A letter seen by Eye suggests that cash-strapped Trading Standards will not be rushing to enforce a new law that, on paper, requires strict compliance by letting agents or they face a £5,000 fine.
It is exactly a fortnight since, under the Consumer Rights Act, all letting agents in England are required to display details of all fees and charges on their websites and prominently in their offices. The law states that these must be shown inclusive of VAT.
From May 27, agents are also required to display whether they are a member of a Client Money Protection scheme, and to state which redress scheme they belong to.
However, while the industry’s compliance appears very low, it seems that the rate of active policing could be lower still.
The letter which Eye has seen was sent last Friday by the Trading Standards Institute in response to a complaint from one agent who is compliant about one that is not.
The letter states: “As you may know the rules provide for the issuing of a fixed penalty notice for failure to comply with the rules provided intention to issue a notice has been issued.
“However please be aware that councils have received no extra resources to carry out these extra duties. In addition, as with any new regulatory legislation that is not safety related, the general expectation by government and business affected is for a ‘lighter touch’ on enforcement to be adopted in the early days.
“Nevertheless I share and appreciate your frustrations regarding a level playing field and I can assure you that the new rules are something we are actively engaged with.”
The new law means that all fees payable to an agent either by a landlord or tenant must be shown, including charges paid during the course of a tenancy.
The law says that the “list of fees must be comprehensive and clearly defines; there is no scope for surcharges of hidden fees. Ill-defined terms such as administration costs must not be used. All costs must include tax.”
The law also says that the penalty fine of £5,000 should be regarded as the minimum, with enforcement authorities able to impose unlimited further penalties if a letting agent continues to be in breach of the legislation.
Despite the very clear wording of the law, Eye has been sent lists of both national and local agents who are flouting it, either in whole or in part.
The lists includes some well known names, including agents belonging to national chains, on whose sites Eye has not been able to find anything about fees at all.
That does not necessarily mean the information is not there – only that we cannot see it. For example, one agent does show landlord fees, but we are told only behind the landlord log-in.
Some agents show on their websites tenancy fees but not landlord fees, and a number are silent on both redress schemes and Client Money Protection.
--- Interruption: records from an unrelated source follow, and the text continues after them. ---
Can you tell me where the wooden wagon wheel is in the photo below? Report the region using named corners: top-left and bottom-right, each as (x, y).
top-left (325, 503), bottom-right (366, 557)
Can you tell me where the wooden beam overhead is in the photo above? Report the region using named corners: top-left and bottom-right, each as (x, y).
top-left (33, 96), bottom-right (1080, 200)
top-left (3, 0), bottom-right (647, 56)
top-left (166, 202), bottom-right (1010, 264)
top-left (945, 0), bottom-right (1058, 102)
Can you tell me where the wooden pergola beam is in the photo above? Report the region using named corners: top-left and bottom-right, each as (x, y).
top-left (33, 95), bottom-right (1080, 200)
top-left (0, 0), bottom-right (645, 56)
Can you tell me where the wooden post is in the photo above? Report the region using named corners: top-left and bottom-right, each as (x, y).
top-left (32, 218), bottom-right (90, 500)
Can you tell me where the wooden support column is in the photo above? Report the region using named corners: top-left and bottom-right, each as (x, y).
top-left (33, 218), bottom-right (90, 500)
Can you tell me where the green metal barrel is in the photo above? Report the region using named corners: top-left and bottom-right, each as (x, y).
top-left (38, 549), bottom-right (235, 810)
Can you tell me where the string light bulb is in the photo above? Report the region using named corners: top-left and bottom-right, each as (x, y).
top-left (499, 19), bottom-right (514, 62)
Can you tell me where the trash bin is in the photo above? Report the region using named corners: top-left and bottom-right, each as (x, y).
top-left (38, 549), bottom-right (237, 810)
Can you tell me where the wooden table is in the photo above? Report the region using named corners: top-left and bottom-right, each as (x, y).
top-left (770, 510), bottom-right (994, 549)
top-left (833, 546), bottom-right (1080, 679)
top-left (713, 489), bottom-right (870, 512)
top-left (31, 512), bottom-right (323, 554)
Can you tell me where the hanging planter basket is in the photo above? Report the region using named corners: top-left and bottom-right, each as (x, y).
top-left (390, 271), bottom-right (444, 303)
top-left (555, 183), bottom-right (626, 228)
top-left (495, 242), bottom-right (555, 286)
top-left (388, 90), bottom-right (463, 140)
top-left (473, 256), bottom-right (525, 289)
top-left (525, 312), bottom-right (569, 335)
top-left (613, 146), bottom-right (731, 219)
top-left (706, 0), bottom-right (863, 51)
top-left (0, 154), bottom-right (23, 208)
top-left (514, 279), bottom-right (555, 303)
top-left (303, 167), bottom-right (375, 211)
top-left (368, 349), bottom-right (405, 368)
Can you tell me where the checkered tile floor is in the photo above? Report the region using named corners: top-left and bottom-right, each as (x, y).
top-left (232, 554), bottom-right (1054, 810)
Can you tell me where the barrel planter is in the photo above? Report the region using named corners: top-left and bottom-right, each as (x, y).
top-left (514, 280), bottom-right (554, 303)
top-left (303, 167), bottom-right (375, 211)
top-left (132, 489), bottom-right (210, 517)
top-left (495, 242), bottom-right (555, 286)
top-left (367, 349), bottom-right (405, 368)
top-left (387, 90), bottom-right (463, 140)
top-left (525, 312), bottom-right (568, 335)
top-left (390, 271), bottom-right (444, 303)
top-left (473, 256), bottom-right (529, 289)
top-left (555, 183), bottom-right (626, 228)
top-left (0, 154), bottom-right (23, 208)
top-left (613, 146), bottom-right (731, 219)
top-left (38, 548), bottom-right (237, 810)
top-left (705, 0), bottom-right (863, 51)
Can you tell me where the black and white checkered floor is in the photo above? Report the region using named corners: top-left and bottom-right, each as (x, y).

Others show their fees as + VAT when the clear legal requirement is to show fees as inclusive of VAT.
Michael Day, of industry consultancy firm Integra, said: “I think it would be harder to find examples of compliance than non-compliance.
“I have no statistics, but I doubt if 5% of the industry has yet fully complied.”
At this stage, we have decided against naming the agents on our lists – partly because we know the lists are not comprehensive and do not cover the whole of England, and it would therefore be unfair to pick out some agents and not others.
However, over the next few weeks Eye will be approaching some of the better-known firms on our lists to seek clarification.